I had two or three meetings with the sergeant over a period of time, discussing where I would go, which part of the armed forces I would join and where I would undergo my training. There were a number of choices open to me regarding training; although approaching the age of seventeen, I would still be joining the Army as what is known as a ‘boy soldier.’ I had to choose between the standard twenty-four weeks training at the Infantry Training Centre at Catterick, in North Yorkshire, or a longer period of training at the Army Foundation College at Harrogate. Despite the fact that those who were trained at Harrogate tended to be promoted a little more rapidly, I decided that I wanted to complete my training as soon as possible and so opted for Catterick.

My first day in the British Army for training was Valentine’s Day 2003, but not exactly filled with romance! I made my way down to the Army Training Regiment at Pirbright to undergo the selection process for the Army, which lasted two days. Having previously trained hard to pass the three-day selection assessment for the Royal Marines, which I had come so very close to achieving, I experienced little difficulty with the Army tests because of my high level of physical fitness

One of these was the ‘bleep test’ where you have to run a certain distance before the bleep sounds and back again before it sounds again and so on, until too exhausted to make it before the next bleep. There was a target of fourteen bleeps set by the Royal Marines and twelve for the Army. I completed sixteen and can recall, as everyone dropped out, myself and another lad sprinting back and forwards like mad men for what seemed an eternity. We also underwent a number of command tasks. I remember one in particular where there were mats, vaulting horses and other items of gymnasium equipment neatly arranged to resemble cannons. We had to work in teams of four or five, dismantling our cannon and carrying it from one mat before reassembling it.

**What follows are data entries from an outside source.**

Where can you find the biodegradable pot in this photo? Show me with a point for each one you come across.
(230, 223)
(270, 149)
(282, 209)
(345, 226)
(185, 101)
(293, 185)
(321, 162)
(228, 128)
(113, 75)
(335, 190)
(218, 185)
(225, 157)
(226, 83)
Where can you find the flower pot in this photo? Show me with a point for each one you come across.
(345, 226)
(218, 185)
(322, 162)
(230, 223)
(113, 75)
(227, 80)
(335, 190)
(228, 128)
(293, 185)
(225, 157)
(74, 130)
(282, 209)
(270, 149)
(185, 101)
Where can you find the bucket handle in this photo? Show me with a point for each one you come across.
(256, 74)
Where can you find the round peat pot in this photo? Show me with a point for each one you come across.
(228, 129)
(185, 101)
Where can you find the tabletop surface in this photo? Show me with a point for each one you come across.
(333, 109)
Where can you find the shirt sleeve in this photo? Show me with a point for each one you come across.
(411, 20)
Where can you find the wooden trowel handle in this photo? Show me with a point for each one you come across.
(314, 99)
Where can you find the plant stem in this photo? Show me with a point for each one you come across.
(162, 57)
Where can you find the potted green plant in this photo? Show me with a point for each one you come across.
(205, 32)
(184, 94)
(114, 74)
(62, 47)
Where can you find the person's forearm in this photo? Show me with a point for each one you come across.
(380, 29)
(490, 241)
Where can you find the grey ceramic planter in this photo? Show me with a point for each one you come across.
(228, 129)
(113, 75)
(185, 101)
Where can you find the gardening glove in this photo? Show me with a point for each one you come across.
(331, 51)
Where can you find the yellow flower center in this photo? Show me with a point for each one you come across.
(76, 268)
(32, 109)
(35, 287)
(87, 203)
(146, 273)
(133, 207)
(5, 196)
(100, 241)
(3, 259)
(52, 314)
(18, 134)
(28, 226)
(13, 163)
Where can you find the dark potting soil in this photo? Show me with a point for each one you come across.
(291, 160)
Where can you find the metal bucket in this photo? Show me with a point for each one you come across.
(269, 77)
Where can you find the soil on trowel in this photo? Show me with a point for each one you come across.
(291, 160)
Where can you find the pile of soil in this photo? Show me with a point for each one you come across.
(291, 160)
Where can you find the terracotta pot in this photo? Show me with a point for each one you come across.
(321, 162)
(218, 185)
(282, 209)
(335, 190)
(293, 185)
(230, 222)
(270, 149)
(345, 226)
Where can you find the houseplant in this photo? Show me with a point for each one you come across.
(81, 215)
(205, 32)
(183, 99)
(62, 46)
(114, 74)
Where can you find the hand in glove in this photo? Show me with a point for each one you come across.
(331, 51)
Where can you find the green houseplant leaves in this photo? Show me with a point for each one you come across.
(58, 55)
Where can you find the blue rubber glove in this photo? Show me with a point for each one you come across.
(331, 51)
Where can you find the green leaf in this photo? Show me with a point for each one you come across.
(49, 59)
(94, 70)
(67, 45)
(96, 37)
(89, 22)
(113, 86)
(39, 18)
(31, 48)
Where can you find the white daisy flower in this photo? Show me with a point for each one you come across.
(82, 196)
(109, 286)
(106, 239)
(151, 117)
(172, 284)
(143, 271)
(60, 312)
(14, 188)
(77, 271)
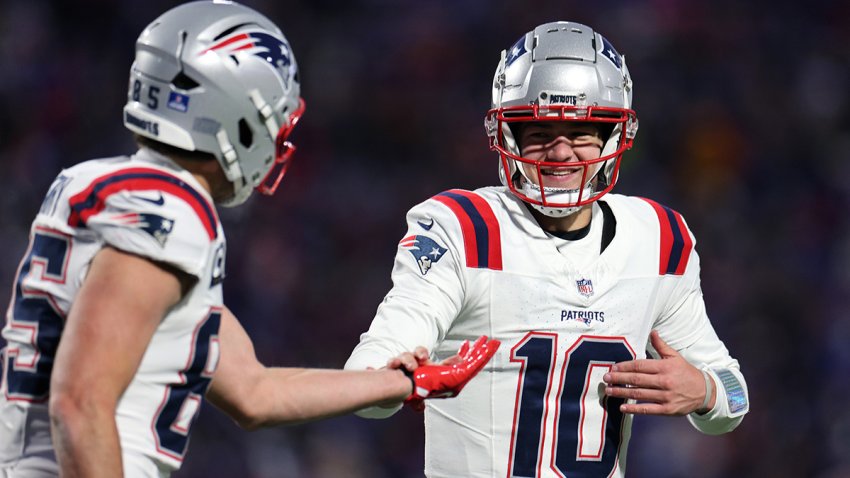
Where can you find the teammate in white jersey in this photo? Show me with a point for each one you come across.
(126, 262)
(576, 284)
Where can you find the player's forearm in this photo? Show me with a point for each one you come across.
(85, 439)
(291, 395)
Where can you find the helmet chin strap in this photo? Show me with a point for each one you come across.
(554, 195)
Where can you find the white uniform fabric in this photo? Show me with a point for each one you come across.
(476, 263)
(147, 206)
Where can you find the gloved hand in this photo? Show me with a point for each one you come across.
(448, 378)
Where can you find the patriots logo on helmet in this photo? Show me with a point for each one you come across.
(157, 226)
(268, 47)
(610, 53)
(425, 250)
(516, 51)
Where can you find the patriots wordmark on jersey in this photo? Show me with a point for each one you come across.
(142, 205)
(565, 311)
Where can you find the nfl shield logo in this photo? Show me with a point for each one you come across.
(585, 287)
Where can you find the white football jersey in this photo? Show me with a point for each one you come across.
(147, 206)
(477, 263)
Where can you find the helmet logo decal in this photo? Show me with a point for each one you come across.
(425, 250)
(268, 47)
(610, 53)
(178, 102)
(516, 51)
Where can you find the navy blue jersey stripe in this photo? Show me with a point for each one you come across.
(482, 233)
(92, 199)
(678, 242)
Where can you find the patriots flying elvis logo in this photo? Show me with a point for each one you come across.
(610, 53)
(516, 51)
(425, 250)
(157, 226)
(268, 47)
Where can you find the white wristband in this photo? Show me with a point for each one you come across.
(709, 389)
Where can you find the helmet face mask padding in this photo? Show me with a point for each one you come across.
(220, 78)
(561, 71)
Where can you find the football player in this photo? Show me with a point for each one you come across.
(576, 282)
(126, 262)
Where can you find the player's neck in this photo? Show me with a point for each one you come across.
(575, 221)
(209, 174)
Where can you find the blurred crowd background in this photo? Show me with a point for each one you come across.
(744, 128)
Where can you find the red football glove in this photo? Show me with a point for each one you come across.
(448, 379)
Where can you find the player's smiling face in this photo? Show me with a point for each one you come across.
(562, 143)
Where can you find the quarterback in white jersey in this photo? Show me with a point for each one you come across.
(116, 331)
(576, 286)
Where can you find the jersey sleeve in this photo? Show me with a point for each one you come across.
(684, 324)
(176, 228)
(427, 293)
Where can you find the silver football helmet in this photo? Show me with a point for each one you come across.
(561, 71)
(220, 78)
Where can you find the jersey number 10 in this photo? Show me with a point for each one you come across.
(587, 425)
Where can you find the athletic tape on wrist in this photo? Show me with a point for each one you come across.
(709, 389)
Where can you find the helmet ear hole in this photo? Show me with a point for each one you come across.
(184, 82)
(246, 136)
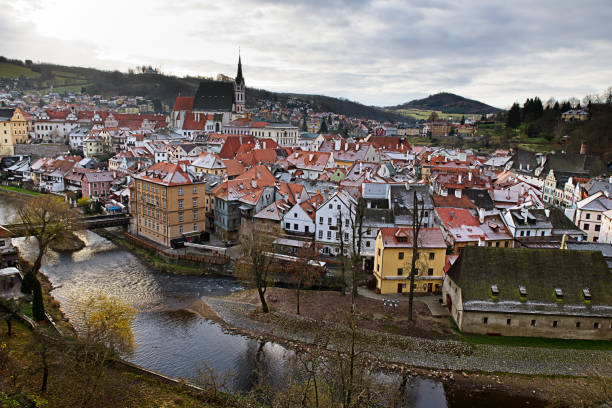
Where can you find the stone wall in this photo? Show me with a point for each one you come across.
(537, 325)
(41, 150)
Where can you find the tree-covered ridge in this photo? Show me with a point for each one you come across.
(448, 103)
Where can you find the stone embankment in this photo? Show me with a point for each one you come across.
(416, 352)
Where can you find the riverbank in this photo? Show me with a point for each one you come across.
(151, 259)
(560, 377)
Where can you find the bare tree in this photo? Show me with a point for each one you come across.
(305, 270)
(255, 263)
(417, 220)
(49, 219)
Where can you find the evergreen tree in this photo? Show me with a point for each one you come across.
(27, 284)
(38, 307)
(514, 116)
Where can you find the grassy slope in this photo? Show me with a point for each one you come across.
(166, 88)
(15, 71)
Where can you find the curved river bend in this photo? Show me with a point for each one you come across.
(178, 343)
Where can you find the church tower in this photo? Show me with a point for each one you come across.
(239, 90)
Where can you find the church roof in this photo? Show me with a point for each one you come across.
(214, 96)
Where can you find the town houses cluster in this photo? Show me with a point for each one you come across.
(502, 235)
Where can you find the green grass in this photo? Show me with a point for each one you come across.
(538, 342)
(16, 71)
(20, 190)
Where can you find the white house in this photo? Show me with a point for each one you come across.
(340, 205)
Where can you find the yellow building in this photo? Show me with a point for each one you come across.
(208, 163)
(393, 260)
(13, 130)
(168, 203)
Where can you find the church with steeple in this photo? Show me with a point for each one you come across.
(215, 104)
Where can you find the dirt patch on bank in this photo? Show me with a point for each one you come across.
(371, 314)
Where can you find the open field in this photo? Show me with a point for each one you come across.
(16, 71)
(422, 114)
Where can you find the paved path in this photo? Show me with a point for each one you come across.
(435, 354)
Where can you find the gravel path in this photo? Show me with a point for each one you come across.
(418, 352)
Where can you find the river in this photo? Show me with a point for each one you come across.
(178, 343)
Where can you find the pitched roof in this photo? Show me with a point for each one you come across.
(214, 96)
(402, 237)
(183, 103)
(540, 271)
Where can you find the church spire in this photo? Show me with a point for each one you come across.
(239, 78)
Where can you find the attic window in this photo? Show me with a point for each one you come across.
(587, 293)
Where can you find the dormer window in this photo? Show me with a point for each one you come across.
(586, 292)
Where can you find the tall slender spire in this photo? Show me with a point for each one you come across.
(239, 78)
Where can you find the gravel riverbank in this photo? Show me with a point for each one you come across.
(418, 352)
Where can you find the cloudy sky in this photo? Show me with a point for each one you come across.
(375, 52)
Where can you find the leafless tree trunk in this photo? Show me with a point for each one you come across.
(417, 218)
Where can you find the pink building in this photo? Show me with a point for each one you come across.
(97, 184)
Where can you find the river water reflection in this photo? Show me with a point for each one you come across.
(176, 342)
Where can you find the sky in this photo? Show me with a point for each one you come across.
(380, 53)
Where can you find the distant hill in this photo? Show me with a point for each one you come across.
(447, 103)
(165, 88)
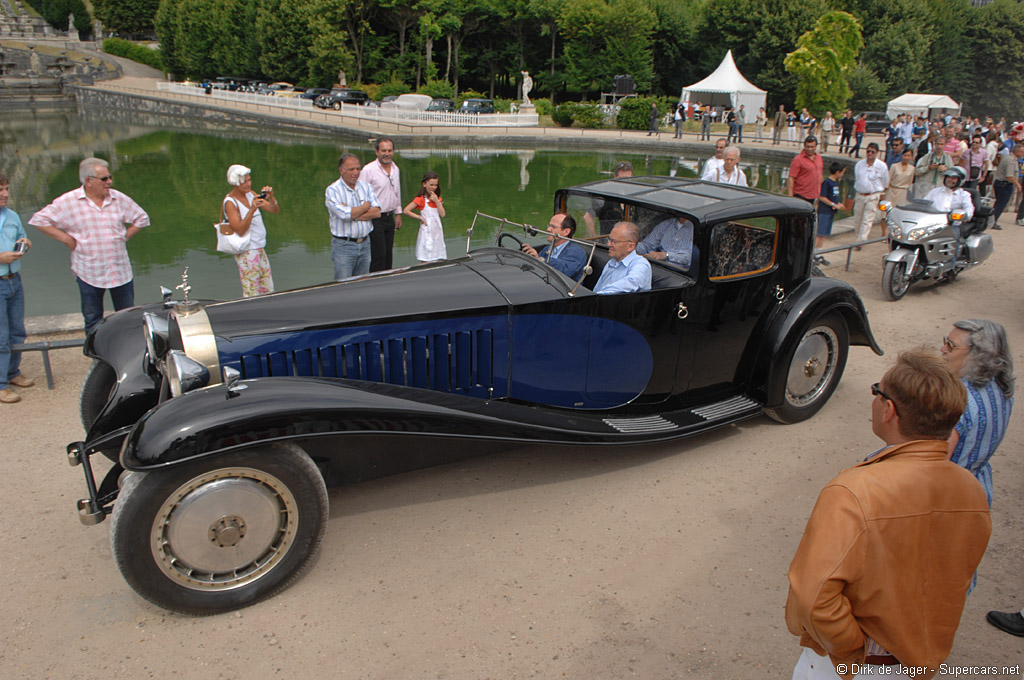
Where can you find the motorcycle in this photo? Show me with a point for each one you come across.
(924, 243)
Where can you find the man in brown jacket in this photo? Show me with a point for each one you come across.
(885, 563)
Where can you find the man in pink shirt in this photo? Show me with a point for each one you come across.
(383, 175)
(805, 172)
(95, 222)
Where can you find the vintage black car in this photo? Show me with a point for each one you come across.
(336, 97)
(232, 418)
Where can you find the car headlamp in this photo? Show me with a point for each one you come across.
(184, 374)
(155, 328)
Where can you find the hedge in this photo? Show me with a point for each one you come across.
(133, 51)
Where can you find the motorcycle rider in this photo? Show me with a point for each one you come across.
(950, 198)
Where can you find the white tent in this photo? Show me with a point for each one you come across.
(928, 105)
(727, 87)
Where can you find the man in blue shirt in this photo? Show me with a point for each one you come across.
(13, 243)
(626, 271)
(565, 256)
(672, 240)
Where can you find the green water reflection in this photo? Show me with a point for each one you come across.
(178, 178)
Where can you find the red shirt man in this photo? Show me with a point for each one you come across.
(805, 172)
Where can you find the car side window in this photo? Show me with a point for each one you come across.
(742, 248)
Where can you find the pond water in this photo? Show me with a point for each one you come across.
(177, 176)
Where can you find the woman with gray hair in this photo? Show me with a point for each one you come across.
(254, 267)
(977, 351)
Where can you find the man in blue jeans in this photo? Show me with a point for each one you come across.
(95, 222)
(351, 205)
(13, 243)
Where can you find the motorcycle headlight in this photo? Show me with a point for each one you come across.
(924, 231)
(185, 374)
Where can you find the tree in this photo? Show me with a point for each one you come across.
(127, 16)
(760, 33)
(824, 57)
(603, 39)
(284, 35)
(996, 42)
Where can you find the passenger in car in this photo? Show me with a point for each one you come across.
(626, 271)
(565, 256)
(672, 240)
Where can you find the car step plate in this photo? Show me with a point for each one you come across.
(735, 406)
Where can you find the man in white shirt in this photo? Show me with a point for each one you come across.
(870, 180)
(949, 197)
(827, 126)
(351, 204)
(717, 161)
(626, 271)
(729, 173)
(383, 175)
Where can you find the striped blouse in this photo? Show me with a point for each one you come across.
(981, 429)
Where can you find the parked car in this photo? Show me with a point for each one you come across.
(477, 107)
(312, 93)
(336, 97)
(409, 101)
(228, 420)
(877, 121)
(441, 105)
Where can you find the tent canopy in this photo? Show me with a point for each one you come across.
(726, 87)
(922, 104)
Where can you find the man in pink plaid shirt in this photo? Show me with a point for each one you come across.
(95, 222)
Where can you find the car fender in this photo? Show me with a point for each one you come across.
(118, 341)
(792, 317)
(219, 419)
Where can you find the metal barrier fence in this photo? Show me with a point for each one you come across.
(390, 115)
(45, 348)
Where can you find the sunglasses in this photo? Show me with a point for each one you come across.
(950, 345)
(877, 391)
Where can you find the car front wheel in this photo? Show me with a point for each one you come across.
(816, 365)
(223, 533)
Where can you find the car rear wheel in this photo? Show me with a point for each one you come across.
(815, 368)
(895, 283)
(223, 533)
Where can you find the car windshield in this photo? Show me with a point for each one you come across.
(528, 239)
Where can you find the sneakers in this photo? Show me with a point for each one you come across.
(22, 381)
(1011, 623)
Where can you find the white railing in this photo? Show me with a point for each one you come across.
(354, 111)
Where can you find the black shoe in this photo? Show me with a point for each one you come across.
(1011, 623)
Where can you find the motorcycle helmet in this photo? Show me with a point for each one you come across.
(956, 172)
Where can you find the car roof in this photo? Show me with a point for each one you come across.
(705, 201)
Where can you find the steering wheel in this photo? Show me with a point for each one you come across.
(506, 235)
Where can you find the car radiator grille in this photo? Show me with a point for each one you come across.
(450, 362)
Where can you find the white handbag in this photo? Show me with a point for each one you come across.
(227, 241)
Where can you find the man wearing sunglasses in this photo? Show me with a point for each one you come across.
(95, 222)
(884, 566)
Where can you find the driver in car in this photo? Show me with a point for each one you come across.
(565, 256)
(672, 241)
(950, 198)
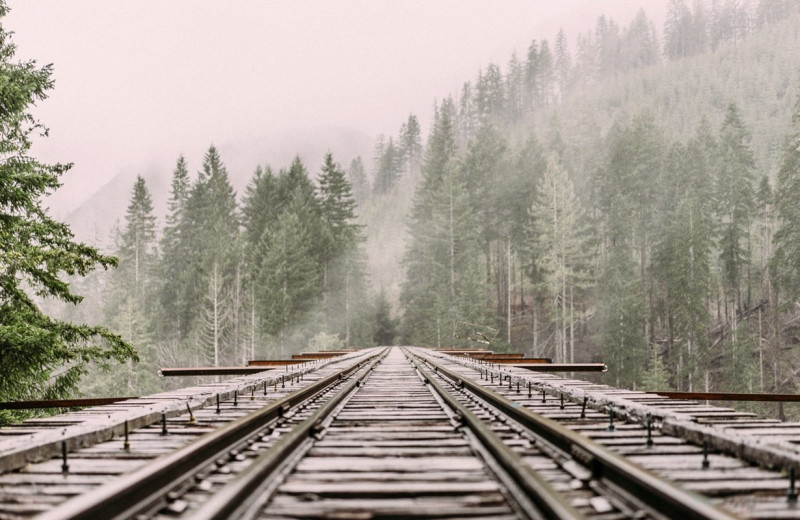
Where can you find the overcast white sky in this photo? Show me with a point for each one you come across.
(145, 80)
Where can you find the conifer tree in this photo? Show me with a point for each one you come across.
(785, 266)
(562, 242)
(409, 142)
(138, 239)
(357, 176)
(173, 257)
(40, 357)
(210, 227)
(735, 202)
(342, 273)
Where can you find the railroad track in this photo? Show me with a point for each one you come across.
(45, 463)
(398, 433)
(739, 462)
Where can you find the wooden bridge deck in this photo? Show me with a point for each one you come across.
(398, 433)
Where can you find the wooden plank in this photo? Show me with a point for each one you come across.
(61, 403)
(560, 367)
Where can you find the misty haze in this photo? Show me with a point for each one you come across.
(582, 181)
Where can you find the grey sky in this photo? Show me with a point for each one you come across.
(139, 82)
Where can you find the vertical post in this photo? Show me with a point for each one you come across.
(64, 465)
(127, 444)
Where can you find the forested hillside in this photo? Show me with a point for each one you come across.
(618, 199)
(626, 195)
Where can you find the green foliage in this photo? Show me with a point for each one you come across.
(42, 357)
(786, 262)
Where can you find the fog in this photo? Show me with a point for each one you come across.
(138, 83)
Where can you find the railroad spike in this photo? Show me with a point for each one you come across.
(192, 420)
(611, 426)
(127, 444)
(64, 465)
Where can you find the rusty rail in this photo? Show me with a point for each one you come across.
(731, 396)
(61, 403)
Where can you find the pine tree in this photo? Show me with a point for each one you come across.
(210, 229)
(735, 203)
(342, 268)
(785, 265)
(385, 325)
(40, 357)
(138, 240)
(561, 240)
(287, 278)
(563, 64)
(410, 145)
(357, 176)
(173, 257)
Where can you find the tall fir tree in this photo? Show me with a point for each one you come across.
(735, 203)
(40, 357)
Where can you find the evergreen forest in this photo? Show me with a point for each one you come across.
(630, 195)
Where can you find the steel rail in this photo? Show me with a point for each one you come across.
(210, 371)
(63, 403)
(245, 491)
(545, 502)
(143, 489)
(731, 396)
(661, 496)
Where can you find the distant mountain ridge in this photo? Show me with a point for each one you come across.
(93, 220)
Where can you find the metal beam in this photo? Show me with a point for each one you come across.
(61, 403)
(731, 396)
(211, 371)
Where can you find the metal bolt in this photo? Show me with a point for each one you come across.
(64, 465)
(126, 445)
(611, 426)
(191, 415)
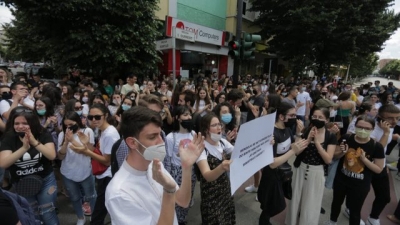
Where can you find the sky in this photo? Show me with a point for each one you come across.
(391, 48)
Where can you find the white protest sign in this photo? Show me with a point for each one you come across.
(253, 149)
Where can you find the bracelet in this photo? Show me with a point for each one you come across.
(37, 145)
(170, 191)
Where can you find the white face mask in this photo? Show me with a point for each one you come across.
(153, 152)
(215, 137)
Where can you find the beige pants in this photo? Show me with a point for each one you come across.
(308, 190)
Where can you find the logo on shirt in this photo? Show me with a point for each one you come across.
(352, 164)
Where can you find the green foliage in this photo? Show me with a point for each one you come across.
(104, 36)
(360, 66)
(325, 32)
(392, 68)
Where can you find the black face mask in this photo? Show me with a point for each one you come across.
(187, 124)
(74, 128)
(318, 123)
(6, 95)
(291, 122)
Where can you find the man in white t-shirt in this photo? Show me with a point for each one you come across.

I was placed in charge of my team and generally tried to do what I thought was correct, such as taking command, making decisions and issuing orders.

Other tests included completing a timed mile and a half run. In the Royal Marines it was three miles, so once again my previous training paid off and I completed the test without any difficulty. Those two days at Pirbright cemented my enjoyment of Army life. I had been used to living away from home, spending time with my father in Reading and my mother in Peterborough, so homesickness was not a problem for me. That, together with my high level of physical fitness, made things easier and not too daunting. I was, of course, somewhat naïve. I remember thinking that I would join the Army and be allowed to choose the job I wanted, in my case to be a member of a sniper platoon. This is most definitely not the case, because selection for the platoon is based on skills and aptitude for the role.

For the moment, anyway, I had passed the selection tests for the Army and now had to undergo training as an infantryman. If, in due course, I wanted to become a sniper I would have to win my place in platoon on merit alone.